Former Personal Care Aide Pleads Guilty to Health Care Fraud
WASHINGTON – Mobolaji Tina Stewart, 58, of Laurel, Maryland, pled guilty today to a federal charge of health care fraud stemming from a scheme in which she caused the District of Columbia’s Medicaid program to be defrauded out of more than $500,000.
The announcement was made by U.S. Attorney Jessie K. Liu; Assistant Attorney General Brian A. Benczkowski of the Justice Department’s Criminal Division, Charles A. Dayoub, Acting Special Agent in Charge, Criminal Division, FBI Washington Field Office, Maureen R. Dixon, Special Agent in Charge of the U.S. Department of Health and Human Services Office of Inspector General (HHS-OIG), for the region that includes Washington, D.C., and Daniel W. Lucas, District of Columbia Inspector General.
Stewart pled guilty in the U.S. District Court for the District of Columbia. The charge carries a statutory maximum of 10 years in prison and potential financial penalties. Under federal sentencing guidelines, Stewart faces a likely range of 18 to 24 months in prison and a fine of up to $75,000. The plea agreement calls for Stewart to pay $534,073 in restitution and $302,414 in a forfeiture money judgment.
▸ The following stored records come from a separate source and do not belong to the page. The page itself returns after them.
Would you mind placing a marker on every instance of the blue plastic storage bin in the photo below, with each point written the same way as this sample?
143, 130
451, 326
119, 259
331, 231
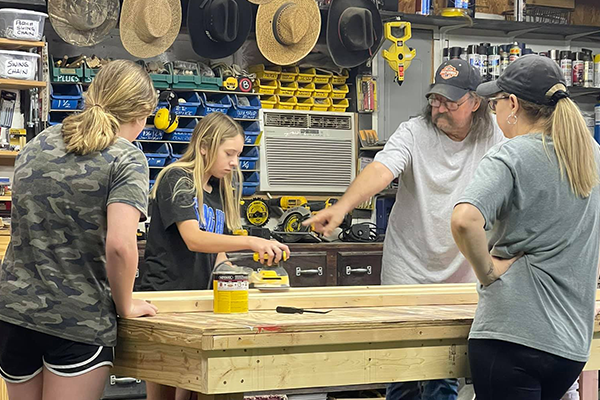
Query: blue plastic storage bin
244, 112
66, 97
246, 165
214, 103
184, 130
150, 133
189, 108
156, 153
249, 188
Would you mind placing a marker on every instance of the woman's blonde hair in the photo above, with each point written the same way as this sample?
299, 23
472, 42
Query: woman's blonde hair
573, 142
209, 134
122, 92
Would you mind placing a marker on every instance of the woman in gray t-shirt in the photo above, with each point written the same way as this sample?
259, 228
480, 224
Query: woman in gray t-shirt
528, 224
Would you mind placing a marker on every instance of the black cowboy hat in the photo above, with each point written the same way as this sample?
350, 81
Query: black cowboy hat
218, 28
354, 31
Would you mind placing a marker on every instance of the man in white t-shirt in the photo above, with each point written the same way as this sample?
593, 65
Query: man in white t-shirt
434, 156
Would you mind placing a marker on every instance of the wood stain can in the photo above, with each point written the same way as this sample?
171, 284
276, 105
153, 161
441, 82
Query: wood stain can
230, 290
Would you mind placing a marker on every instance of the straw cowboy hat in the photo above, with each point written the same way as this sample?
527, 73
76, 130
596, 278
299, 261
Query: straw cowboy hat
287, 30
149, 27
218, 28
83, 22
354, 31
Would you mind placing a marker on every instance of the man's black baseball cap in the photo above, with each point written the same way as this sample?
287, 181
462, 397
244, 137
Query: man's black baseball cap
454, 79
529, 78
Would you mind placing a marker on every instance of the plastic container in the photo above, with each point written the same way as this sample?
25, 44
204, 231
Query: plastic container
322, 104
65, 97
22, 24
265, 87
244, 112
306, 75
322, 91
18, 65
184, 130
322, 76
305, 89
150, 133
341, 78
214, 103
156, 153
263, 72
339, 91
65, 75
305, 104
247, 165
286, 103
339, 105
286, 88
268, 102
289, 74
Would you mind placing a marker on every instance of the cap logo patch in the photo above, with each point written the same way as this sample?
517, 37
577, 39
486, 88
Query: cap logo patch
449, 71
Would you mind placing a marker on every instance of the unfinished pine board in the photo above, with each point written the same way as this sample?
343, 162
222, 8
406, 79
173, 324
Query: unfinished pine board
265, 351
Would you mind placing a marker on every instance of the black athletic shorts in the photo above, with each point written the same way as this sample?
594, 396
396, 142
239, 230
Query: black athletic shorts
24, 352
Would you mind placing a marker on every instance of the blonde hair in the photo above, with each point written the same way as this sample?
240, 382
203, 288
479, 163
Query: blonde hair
209, 134
122, 92
573, 143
The Honorable Senior Judge John D. Bates scheduled sentencing for October 24, 2019.
According to a statement of offense submitted to the Court, Stewart worked as a personal care aide for twelve home health agencies at various times between January 2014 and December 2018. The home health agencies employed Stewart to assist D.C. Medicaid beneficiaries in performing activities of daily living, such as getting in and out of bed, bathing, dressing, and eating. Stewart was supposed to document the care she provided to the Medicaid beneficiaries on timesheets and then submit the timesheets to the home health agencies, which would in turn bill Medicaid for the services that she rendered.
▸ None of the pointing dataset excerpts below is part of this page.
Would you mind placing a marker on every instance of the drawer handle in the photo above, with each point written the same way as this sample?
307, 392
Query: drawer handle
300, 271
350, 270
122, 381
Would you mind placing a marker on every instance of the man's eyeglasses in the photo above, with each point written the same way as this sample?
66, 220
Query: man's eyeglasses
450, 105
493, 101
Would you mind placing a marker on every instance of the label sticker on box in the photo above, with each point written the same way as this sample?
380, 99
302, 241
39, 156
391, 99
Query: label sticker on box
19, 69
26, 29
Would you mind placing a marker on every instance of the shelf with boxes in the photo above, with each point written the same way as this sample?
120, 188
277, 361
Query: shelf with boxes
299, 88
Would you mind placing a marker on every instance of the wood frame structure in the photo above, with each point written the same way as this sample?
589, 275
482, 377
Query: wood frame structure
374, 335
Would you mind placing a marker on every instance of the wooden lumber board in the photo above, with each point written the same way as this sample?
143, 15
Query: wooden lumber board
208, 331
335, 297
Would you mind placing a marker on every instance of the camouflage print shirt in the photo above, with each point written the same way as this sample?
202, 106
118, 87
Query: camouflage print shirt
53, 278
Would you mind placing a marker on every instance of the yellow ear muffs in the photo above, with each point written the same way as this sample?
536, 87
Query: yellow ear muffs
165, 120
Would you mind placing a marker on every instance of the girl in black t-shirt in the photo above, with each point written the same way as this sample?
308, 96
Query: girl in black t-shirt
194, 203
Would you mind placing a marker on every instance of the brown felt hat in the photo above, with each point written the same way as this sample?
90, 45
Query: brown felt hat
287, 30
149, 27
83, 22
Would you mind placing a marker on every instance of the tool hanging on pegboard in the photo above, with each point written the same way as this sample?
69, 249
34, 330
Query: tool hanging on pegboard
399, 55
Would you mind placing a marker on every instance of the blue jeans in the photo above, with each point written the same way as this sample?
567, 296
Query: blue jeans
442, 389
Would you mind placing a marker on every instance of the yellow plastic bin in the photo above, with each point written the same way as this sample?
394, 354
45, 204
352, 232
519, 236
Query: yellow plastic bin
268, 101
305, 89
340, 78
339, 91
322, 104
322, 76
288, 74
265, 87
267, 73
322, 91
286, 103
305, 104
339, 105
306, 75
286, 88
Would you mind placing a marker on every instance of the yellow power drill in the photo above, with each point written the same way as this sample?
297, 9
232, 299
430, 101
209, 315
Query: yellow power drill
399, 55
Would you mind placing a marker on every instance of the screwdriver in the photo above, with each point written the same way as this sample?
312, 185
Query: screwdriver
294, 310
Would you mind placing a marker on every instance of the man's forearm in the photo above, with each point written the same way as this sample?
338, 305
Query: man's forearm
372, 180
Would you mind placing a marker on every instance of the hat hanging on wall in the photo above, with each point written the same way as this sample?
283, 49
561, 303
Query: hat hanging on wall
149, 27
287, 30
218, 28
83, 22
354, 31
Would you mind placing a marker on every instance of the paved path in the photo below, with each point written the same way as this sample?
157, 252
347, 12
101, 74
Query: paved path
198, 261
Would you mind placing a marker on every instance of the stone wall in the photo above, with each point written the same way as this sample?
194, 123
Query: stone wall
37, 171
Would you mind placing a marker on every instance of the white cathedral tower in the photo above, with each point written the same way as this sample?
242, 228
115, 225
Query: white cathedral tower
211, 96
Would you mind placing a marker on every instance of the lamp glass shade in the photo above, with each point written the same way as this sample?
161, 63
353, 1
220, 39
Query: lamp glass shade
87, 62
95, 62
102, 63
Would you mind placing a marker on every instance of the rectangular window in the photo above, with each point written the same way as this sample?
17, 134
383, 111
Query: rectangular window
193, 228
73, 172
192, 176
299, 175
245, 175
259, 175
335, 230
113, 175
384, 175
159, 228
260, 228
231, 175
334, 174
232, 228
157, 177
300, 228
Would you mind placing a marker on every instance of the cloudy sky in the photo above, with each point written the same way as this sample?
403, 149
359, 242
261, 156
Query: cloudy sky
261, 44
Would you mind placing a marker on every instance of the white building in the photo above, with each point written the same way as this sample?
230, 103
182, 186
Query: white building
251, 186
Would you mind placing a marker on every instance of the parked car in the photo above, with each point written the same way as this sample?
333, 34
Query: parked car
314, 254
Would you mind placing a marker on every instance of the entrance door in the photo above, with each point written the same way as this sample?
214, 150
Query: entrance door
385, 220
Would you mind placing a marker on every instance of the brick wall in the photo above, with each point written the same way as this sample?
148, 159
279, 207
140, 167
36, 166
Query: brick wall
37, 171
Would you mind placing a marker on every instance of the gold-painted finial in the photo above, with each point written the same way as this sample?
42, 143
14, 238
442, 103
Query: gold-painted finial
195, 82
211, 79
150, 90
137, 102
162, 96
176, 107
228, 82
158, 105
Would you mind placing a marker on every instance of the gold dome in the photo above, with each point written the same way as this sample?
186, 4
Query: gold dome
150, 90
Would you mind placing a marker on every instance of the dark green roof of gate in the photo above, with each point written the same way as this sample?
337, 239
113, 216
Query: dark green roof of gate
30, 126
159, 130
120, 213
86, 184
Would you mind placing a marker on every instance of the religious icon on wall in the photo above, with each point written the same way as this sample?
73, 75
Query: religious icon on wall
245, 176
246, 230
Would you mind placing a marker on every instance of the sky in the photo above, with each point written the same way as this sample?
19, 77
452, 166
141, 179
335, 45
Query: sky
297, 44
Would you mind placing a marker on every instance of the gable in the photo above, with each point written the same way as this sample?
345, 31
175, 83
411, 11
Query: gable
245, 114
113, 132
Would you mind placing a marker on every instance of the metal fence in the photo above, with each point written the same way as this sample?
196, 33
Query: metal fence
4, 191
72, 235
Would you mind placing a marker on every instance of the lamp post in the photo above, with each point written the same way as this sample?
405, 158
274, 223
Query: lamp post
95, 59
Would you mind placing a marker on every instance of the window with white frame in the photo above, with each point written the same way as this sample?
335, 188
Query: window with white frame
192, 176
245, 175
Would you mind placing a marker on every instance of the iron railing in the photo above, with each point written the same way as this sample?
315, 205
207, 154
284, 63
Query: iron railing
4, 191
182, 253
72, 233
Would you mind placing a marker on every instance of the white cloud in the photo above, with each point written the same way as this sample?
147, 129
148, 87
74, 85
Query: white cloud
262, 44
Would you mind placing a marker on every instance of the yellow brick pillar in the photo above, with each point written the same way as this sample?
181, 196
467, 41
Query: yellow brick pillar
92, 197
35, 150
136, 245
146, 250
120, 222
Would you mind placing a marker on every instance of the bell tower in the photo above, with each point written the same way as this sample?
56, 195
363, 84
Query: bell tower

Between January 2014 and November 2018, Stewart caused the D.C. Medicaid Program to issue payments totaling $534,073 for services that she did not render. As part of her fraud scheme, she submitted false timesheets to different home health agencies claiming that she provided 24 hours or more of personal care aide services. She also submitted false timesheets claiming to have provided personal care aide services while she was out of the country. She also submitted false timesheets claiming to have provided personal care aide services to a beneficiary while he was hospitalized. Stewart fraudulently earned more than $300,000 in wages as a result of the healthcare fraud scheme.
In announcing the plea, U.S. Attorney Liu, Assistant Attorney General Benczkowski, Acting Special Agent in Charge Dayoub, Special Agent in Charge Dixon of U.S. HHS-OIG, and District of Columbia Inspector General Lucas commended the work of those who investigated the case from the FBI’s Washington Field Office, the U.S. Department of Health and Human Services Office of Inspector General, and the District of Columbia Office of Inspector General. They also expressed appreciation for the work of Paralegal Specialist Brittany Phillips and former Paralegal Specialist Robert Fishman. Finally, they commended the work of Assistant U.S. Attorney Kondi Kleinman and Trial Attorney Amy Markopoulos, who are prosecuting the case.